I GUESS AN ACTUAL SYNTAX REFERENCE MIGHT BE USEFUL, SO HERE'S A REALLY SHORT RUN-DOWN ON ELM. OKAY.

-- comment  

{-  
multiline comment  
  {-  
    with another multiline comment  
    inside of it  
  -}  
-}  

{--} -- by removing that '}', we can toggle between commented and uncommented  
add x y = x + y  
--}  

-- bool  
True  : Bool  
False : Bool  

4     : number -- Int OR Float, depending on usage  
1.6   : Float  
'z'   : Char  
'zac' : String  

"""  
This is a multiline string.  
It's handy for things that need their own quotation marks.  
One could see how "JSON" might "need" it.  
"""  

"zac" ++ " anger" -- string concatenation  

-- lists: all these things are equivalent:  
[1..4]  
[1,2,3,4]  
1 :: [2,3,4]  
1 :: 2 :: 3 :: 4 :: []  

if foo > 4 then "HI!" else "bye..."  

-- records are kind of like objects in js, but without all the stupid bits  
point = { x = 2, y = 2 }  
point.x -- access it  
{ point | x = 4 } -- update it  

-- functions  
square n =  
  n^2  
hypotenuse a b =  
  sqrt (sqare a + square b)  
distance (a,b) (x,y) =  
  hypotenuse (a-x) (b-y)  

-- and anonymous functions  
square =  
  \n -> n^2  
squares =  
  Listmap (\n -> n^2 [1..100])  

let  
  foo = 8  
  y   = 8 -- this is indent-significant!  
in  
  foo + bar  

isPositive : Int -> Bool -- type annotation: takes Int, returns Bool  

isPositive number = number > 0 -- function definition  

someFunc : Int -> Int -> Int -- takes two Ints, returns Int  

somefunc a b =  
  let sum    = a + b -- define intermediate values let  
      square = sum * sum  
  in  square         -- and use them in (in)  

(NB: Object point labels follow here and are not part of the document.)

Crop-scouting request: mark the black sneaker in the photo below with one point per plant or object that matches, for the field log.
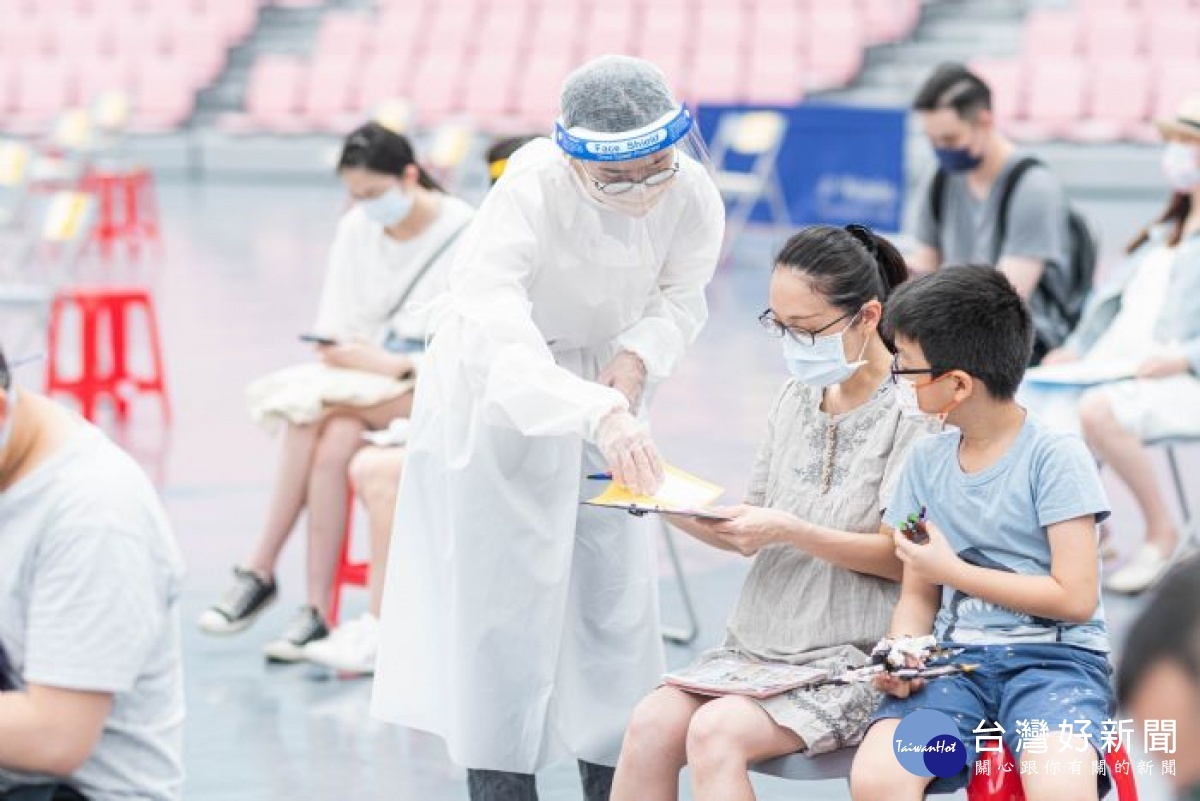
(241, 604)
(306, 627)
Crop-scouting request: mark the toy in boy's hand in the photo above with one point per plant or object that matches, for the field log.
(893, 654)
(915, 528)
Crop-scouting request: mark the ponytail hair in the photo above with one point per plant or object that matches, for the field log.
(378, 149)
(850, 266)
(1177, 210)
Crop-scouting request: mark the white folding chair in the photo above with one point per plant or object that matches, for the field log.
(802, 768)
(1169, 445)
(759, 136)
(28, 289)
(688, 633)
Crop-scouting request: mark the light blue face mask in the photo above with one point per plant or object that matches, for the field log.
(822, 363)
(389, 208)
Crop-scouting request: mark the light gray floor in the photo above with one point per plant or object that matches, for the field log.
(238, 283)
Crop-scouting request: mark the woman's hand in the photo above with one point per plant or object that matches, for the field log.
(933, 561)
(1164, 365)
(753, 528)
(1060, 356)
(627, 373)
(630, 452)
(366, 357)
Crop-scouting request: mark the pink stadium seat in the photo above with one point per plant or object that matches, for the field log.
(1113, 34)
(381, 79)
(79, 36)
(834, 48)
(165, 97)
(437, 88)
(1173, 83)
(100, 73)
(343, 34)
(1087, 7)
(717, 78)
(42, 90)
(889, 20)
(1174, 37)
(328, 95)
(1057, 97)
(1006, 79)
(1051, 31)
(774, 78)
(273, 96)
(28, 38)
(1120, 101)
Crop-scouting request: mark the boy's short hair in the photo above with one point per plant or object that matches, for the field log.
(1168, 630)
(954, 86)
(966, 318)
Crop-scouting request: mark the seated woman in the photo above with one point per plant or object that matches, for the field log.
(376, 471)
(825, 577)
(389, 257)
(1147, 318)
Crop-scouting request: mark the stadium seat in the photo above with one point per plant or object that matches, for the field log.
(1111, 35)
(1056, 100)
(1120, 101)
(1006, 79)
(1051, 31)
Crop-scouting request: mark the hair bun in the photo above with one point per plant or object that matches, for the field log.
(867, 236)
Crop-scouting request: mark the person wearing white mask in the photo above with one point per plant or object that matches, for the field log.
(825, 573)
(1149, 318)
(390, 256)
(520, 626)
(91, 684)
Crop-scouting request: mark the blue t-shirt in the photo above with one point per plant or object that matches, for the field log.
(999, 518)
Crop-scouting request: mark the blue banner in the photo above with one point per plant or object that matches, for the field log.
(839, 164)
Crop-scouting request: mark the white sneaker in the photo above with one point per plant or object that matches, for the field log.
(351, 648)
(1140, 573)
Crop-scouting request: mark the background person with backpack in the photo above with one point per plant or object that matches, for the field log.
(1147, 318)
(988, 203)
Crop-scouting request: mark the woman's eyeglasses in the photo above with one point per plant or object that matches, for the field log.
(774, 327)
(622, 187)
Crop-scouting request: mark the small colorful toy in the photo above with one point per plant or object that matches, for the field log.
(915, 528)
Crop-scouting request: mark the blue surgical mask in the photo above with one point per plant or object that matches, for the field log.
(389, 208)
(822, 363)
(957, 160)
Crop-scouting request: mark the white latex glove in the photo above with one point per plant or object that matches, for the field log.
(630, 452)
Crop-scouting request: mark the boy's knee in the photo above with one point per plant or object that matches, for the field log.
(712, 735)
(875, 774)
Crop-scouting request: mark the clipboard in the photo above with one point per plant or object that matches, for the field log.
(681, 493)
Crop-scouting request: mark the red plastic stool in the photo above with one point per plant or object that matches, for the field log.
(1006, 786)
(348, 573)
(127, 209)
(103, 312)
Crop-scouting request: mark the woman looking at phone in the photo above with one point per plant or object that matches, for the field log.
(389, 257)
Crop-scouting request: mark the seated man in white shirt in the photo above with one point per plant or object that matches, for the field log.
(91, 700)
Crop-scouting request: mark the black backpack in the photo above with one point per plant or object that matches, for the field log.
(1084, 251)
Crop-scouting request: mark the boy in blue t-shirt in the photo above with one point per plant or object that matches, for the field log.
(1011, 571)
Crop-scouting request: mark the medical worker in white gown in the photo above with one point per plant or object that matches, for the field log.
(519, 626)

transformTuple : (Int, Int) -> (Float, Float) -- tuples  

transformTuple(a, b) =  
  (toFloat a, toFloat b)  

(,,,) 1 2 3 -- shorthand for creating tuples  

-- chained functions, infix operators, so  
filled red (square 40) -- is identical to  
square 40  
  |> filled red  

rotate (degrees 60) ((move (100, 100) (filled red (square 40)))) -- looks a little lispy, neh?  
square 40 -- here's a much less... ah... _parenthetical_ way of doing ^that^  
  |> filled red  
  |> move (100, 100)  
  |> rotate (Degrees 60)  

In every Elm file, there are default imports, things I'd basically have to bring in no matter what -- elm-core stuff, I suppose, like the core-est of the core.

import Basics exposing (..)  
import List   exposing ( List, (..) )  
import Maybe  exposing ( Maybe( Just, Nothing ) )  
import Result exposing ( Result(Ok, Err) )  
import Signal exposing ( Signal )  

That's the basic shtuff, right there.

Elm's little online editor thing is pretty nifty.